Friday is a single player game where you get to choose between two events to “fight”. The card is a great example of a dual purpose card: the top half is the hazard to succeed against, the bottom is the reward if you beat it. Although the two cards you choose from are still random (you could get two of the same card for instance) you still have the benefit of making an informed decision. You know that if you win, you’ll get this reward.

This makes the game much less “random”, opening the door to more skill. Now you can see the reward there’s a good amount of risk assessment you can do. You can contrast this with Munchkin. In Munchkin you flip a card to find your bad guy, and you attempt to fight it, completely unaware of how good the reward will be. Sure you can see how much treasures you could win, but you still might be risking your life for a pair of pantyhose you already own.

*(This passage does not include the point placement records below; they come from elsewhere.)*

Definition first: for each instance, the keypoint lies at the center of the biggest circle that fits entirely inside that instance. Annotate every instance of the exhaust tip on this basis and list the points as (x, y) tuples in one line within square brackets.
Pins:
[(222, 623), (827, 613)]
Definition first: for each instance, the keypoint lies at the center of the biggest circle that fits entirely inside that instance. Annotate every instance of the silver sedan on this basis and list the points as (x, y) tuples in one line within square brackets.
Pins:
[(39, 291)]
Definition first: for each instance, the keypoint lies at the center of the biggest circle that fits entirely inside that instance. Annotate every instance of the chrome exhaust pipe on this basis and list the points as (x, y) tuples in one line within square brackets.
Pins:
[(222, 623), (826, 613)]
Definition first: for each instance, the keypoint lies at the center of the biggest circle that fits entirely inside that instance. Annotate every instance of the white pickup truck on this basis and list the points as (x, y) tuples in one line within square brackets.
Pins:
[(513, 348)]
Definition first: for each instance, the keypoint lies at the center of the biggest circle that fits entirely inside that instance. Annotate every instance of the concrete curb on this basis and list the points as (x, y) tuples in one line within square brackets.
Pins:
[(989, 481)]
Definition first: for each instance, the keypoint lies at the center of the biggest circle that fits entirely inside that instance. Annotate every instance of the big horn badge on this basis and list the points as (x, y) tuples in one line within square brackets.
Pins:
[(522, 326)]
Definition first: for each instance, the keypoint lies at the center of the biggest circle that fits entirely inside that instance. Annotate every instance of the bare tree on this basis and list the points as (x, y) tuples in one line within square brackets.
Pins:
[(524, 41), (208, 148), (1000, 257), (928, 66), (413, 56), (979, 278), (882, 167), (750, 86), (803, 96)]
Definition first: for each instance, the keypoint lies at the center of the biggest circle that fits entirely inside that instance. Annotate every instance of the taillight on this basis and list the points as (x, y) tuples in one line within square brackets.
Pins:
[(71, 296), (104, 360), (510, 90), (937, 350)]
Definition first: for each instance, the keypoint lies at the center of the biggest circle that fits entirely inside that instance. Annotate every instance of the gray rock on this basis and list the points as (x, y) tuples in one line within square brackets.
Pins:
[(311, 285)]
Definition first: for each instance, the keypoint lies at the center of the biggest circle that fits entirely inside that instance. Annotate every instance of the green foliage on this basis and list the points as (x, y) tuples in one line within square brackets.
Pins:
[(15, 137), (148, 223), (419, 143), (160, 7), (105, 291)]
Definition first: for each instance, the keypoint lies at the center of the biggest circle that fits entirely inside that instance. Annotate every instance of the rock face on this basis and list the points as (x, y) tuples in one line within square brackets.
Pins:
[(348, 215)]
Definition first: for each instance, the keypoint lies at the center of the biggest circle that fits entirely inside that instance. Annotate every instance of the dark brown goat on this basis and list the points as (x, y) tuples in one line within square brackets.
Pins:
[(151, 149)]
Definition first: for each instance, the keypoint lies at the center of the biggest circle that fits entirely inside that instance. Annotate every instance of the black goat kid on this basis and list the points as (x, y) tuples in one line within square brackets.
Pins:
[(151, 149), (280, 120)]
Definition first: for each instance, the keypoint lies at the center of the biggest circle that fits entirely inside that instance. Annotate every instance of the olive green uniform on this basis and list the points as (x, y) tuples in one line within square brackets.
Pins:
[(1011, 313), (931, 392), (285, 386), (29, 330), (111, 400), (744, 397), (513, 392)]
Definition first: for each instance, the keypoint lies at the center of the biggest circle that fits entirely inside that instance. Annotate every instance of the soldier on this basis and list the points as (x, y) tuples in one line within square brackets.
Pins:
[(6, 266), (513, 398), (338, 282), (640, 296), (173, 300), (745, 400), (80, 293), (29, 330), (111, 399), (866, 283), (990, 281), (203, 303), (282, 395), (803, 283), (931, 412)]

Having the event and the reward happen on the same card means you can tie them together thematically. Friday, unfortunately, doesn’t take advantage of this. Tying the reward to the card means you can make the reward more sensible: if you’re fighting a dragon maybe it makes sense to find dragon teeth and gold, but what would a direwolf be doing with those things?

Munchkin has no control over the rewards, other than saying the number. This makes it tricky to scale the rewards with the player progression in a game where that matters (not so much a thing in Munchkin). One of the upsides of this mechanic is that the reward can stay secret – something that doesn’t matter in a one player game like Friday, but is very important when you want to surprise your friends.